Why syslog over UDP loses messages and how to avoid that

syslog is the most important data source of your SIEM. The ratio between data coming from syslog vs everything else varies between installations, but a 50% is a good guess.

With data amounts increasing 25% YoY and enterprises regularly buying 1-10TB/day licenses from their favorite SIEM product, this means that you are pumping 500GB-5TB of data daily that originates from syslog. This includes data from your firewalls, routers, and the many other network and security appliances in your enterprise.

Message loss related resiliency with regards to syslog over UDP has always been a problem. Users who start looking at these metrics generally report a 30-40% loss of messages for syslog over UDP, but drops of up to 90% are not unheard of.

Let me get to the bottom of the reasons why messages are dropped and how these problems can be solved, or at least mitigated.

syslog transports

Syslog is traditionally transported from producers to consumers via UDP packets on port 514. The specifics of this is documented in RFC3164. Implementations of syslog (such as syslog-ng) do offer improvements over the original protocol, using TCP instead of UDP and offering encryption via SSL. There’s even a revised protocol (RFC5424) that promotes more reliable transports than the one originally described in RFC3164.

That said, syslog over UDP is still used in enterprise environments, even though more reliable alternatives have been available for decades. The reason for this is not all laziness and inertia. For carrier-grade firewalls and routers, the only protocol that can scale and manage to get all of the data off the appliance is UDP, due to its simplicity and efficiency (discussed below).
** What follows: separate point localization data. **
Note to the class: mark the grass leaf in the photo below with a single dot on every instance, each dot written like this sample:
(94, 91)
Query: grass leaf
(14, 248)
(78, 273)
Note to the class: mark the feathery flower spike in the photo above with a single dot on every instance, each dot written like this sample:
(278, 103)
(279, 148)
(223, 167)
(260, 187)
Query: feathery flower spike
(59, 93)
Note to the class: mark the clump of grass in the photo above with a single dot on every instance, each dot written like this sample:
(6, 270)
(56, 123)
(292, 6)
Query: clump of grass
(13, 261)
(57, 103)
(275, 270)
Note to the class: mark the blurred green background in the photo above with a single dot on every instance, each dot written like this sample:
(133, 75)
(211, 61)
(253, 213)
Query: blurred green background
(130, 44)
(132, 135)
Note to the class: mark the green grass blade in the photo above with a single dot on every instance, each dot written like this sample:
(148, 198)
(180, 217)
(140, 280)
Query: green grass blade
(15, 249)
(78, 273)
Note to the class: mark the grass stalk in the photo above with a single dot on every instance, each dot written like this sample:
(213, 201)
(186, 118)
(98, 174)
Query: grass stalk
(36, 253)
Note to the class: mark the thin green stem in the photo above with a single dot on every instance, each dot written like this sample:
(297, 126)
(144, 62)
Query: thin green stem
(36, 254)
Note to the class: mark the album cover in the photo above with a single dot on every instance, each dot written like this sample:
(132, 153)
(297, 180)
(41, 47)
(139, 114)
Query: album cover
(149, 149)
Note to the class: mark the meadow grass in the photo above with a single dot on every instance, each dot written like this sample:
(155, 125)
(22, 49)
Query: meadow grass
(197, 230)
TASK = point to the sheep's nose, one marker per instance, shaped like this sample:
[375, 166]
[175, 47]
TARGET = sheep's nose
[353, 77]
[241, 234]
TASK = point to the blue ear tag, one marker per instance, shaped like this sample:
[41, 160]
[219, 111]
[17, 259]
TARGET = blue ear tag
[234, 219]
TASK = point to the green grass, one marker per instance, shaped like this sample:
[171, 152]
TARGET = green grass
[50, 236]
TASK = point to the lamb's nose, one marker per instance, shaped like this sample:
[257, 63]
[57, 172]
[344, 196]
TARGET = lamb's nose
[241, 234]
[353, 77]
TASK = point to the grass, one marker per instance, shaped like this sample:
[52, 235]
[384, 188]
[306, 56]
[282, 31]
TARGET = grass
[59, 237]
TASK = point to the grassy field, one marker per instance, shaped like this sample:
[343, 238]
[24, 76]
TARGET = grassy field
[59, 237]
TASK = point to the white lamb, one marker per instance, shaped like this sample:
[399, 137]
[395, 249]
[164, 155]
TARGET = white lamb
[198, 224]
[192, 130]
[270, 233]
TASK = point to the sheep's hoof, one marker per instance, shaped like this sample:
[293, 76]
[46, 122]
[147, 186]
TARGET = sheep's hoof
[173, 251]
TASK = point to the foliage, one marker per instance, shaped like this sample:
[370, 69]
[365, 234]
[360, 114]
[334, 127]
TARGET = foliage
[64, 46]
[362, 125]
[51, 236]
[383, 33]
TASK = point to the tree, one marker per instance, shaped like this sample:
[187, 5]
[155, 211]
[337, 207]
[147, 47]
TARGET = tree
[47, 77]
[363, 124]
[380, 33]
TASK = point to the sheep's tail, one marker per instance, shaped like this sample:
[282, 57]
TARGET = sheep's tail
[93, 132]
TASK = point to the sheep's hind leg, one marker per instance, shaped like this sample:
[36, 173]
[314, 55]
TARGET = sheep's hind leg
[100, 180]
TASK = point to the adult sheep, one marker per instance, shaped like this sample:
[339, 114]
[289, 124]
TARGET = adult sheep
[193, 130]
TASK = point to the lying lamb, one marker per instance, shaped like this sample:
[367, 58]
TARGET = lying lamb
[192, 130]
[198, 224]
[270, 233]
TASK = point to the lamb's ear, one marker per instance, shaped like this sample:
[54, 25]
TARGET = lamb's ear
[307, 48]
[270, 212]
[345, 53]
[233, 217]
This is why the use of UDP will continue, especially in large enterprises, for some time.

One way to minimize drops is to use the more reliable alternatives, but that may not be an option due to the scale requirements noted above.

Introduction to UDP - and the problem with UDP at scale

Before delving into how UDP can be scaled, let’s briefly look at how it works.
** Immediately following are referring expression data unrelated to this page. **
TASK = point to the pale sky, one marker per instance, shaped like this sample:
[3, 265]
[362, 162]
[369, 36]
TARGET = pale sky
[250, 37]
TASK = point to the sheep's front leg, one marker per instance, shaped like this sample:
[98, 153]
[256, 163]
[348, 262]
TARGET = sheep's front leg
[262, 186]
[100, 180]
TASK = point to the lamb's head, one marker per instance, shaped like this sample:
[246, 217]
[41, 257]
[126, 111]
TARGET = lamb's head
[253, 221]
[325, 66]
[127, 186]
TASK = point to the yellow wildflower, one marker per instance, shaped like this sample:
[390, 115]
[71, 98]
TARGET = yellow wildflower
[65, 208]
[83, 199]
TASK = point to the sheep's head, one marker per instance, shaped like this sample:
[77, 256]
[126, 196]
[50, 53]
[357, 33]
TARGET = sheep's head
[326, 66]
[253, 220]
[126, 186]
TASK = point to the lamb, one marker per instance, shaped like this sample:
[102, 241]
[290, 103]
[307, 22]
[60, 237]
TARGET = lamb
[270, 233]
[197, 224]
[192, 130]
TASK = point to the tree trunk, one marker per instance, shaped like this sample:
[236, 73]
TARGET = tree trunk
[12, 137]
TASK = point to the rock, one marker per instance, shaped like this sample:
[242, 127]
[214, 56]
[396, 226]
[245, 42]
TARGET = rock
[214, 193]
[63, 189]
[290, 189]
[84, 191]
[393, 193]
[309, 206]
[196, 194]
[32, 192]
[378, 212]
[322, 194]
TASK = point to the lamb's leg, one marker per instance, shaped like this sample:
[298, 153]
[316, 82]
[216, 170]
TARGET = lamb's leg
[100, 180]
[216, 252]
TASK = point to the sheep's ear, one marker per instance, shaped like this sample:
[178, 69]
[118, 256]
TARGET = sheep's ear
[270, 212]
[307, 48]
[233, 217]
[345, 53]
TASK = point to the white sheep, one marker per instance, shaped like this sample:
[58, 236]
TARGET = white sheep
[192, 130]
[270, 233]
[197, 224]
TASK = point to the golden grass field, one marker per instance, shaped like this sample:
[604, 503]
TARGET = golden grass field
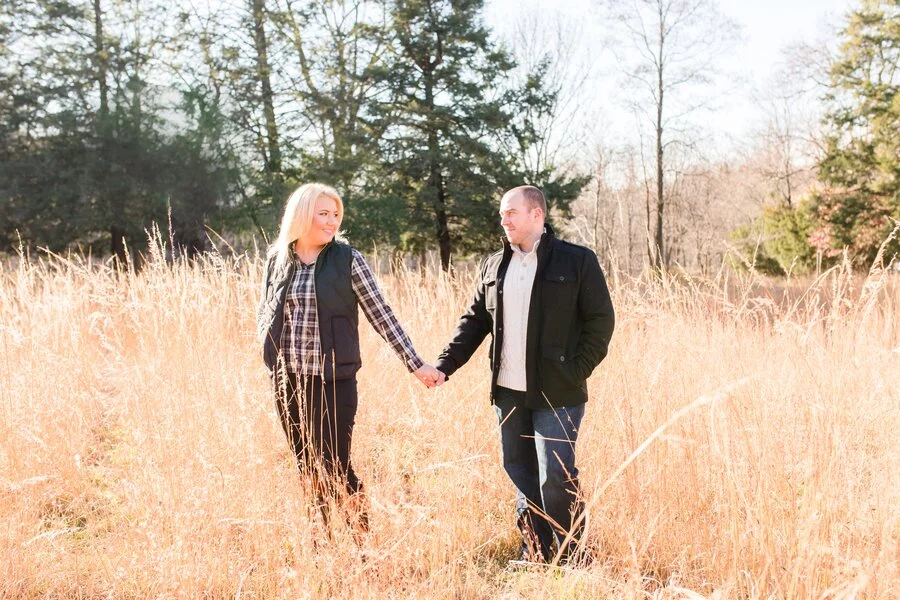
[741, 442]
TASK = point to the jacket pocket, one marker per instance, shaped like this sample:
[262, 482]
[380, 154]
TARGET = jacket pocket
[558, 368]
[559, 289]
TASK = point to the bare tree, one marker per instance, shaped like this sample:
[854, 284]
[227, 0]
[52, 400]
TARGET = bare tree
[672, 48]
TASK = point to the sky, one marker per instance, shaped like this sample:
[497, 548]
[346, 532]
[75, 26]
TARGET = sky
[767, 29]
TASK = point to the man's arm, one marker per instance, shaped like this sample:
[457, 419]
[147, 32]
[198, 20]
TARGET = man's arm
[471, 329]
[596, 312]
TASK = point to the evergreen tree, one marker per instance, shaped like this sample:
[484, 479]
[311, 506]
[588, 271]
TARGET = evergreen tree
[446, 116]
[861, 168]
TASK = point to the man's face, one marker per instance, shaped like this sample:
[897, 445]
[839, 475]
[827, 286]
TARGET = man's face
[519, 220]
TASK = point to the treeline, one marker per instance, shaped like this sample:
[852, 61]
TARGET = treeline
[855, 204]
[115, 115]
[118, 114]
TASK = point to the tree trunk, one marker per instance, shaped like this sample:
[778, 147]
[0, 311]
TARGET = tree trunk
[436, 180]
[102, 61]
[660, 198]
[273, 161]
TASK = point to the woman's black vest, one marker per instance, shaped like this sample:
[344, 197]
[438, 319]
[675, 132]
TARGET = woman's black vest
[337, 309]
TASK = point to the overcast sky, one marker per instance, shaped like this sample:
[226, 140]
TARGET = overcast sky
[768, 28]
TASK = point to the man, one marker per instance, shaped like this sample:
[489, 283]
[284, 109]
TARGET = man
[547, 307]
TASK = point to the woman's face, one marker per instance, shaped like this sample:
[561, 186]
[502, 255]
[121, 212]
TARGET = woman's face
[325, 222]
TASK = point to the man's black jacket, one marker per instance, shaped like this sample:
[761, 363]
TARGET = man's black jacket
[570, 322]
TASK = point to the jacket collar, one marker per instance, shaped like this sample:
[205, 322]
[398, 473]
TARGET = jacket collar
[546, 238]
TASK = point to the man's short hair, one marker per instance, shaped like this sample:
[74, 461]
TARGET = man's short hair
[533, 196]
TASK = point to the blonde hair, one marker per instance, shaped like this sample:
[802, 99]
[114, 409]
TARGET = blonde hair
[298, 216]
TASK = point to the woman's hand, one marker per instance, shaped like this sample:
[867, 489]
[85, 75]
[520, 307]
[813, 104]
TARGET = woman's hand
[430, 376]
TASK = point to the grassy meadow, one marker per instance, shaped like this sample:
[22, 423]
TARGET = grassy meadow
[741, 442]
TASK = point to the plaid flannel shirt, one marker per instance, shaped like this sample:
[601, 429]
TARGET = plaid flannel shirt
[300, 339]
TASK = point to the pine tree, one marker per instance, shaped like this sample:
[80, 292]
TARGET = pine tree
[861, 168]
[446, 115]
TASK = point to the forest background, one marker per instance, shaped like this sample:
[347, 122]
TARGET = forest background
[200, 118]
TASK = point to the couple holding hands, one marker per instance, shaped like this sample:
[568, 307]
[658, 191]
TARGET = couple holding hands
[544, 302]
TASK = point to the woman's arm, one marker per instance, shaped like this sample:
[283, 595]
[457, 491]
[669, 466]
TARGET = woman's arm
[379, 314]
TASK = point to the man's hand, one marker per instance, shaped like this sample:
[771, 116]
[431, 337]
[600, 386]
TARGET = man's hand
[430, 376]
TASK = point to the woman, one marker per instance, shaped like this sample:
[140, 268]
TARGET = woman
[308, 322]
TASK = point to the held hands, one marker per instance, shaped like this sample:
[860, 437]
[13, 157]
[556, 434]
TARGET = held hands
[430, 376]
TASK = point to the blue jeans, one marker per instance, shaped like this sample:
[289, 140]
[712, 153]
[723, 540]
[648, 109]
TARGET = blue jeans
[539, 457]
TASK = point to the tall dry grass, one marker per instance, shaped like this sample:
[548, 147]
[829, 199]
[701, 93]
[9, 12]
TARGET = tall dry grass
[741, 442]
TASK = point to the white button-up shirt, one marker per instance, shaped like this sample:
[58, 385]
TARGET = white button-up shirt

UDP is a very simple protocol, not much more than merely sending network packets on the LAN with a header added to all packets to make it routable on the Internet. This is why it is still a favored protocol in very large appliances, which value efficiency above just about everything else.

This also means that UDP inherits most of its properties from LAN equipment, such as switches and routers. UDP packets:

Can be dropped in case of a congestion
Can be reordered by a switch as it interconnects nodes on a network

The only thing that stands between the dropping or delivery of UDP packets are:

The speed of the network: if the wire speed is a lot higher than what you generally use, congestion is a rare event.
Buffering built into clients/servers and network equipment: meaning that dropping packets due to congestion can be avoided as long as these buffers are able to keep data until the congestion clears up.

The problem that you are facing as you scale ingesting UDP based packets can now be apparent:

As soon as your buffers get full at any point in the network, packets are dropped without notification.
This becomes worse as the number of hops (in terms of L2/L3 network equipment) between the client and the server increases, simply because the odds of the packet meeting a full buffer and network congestion increases. It might be an overloaded WAN link or an overloaded router; in either case these will cause the packet to be dropped.

Scaling UDP: minimizing packet loss

It’s worth mentioning that the only thing you can do when scaling UDP-based traffic is to minimize loss. Loss remains a possibility whatever you do. To avoid loss, you’d have to use a different transport (one that uses TCP is a good start).

If you are stuck using UDP and you encounter message loss already (which is probably why you are reading this article), take a structured approach to find the root cause(s).

Determine the cause of the loss: Are packets dropped by network equipment during their transit or are they being dropped on the endpoints (that is, the client or the server)?
If the packets do arrive at the destination server, determine if the application meant to receive them (syslog-ng for instance) is able to take over all packets from the kernel in time, so the buffer does not overflow.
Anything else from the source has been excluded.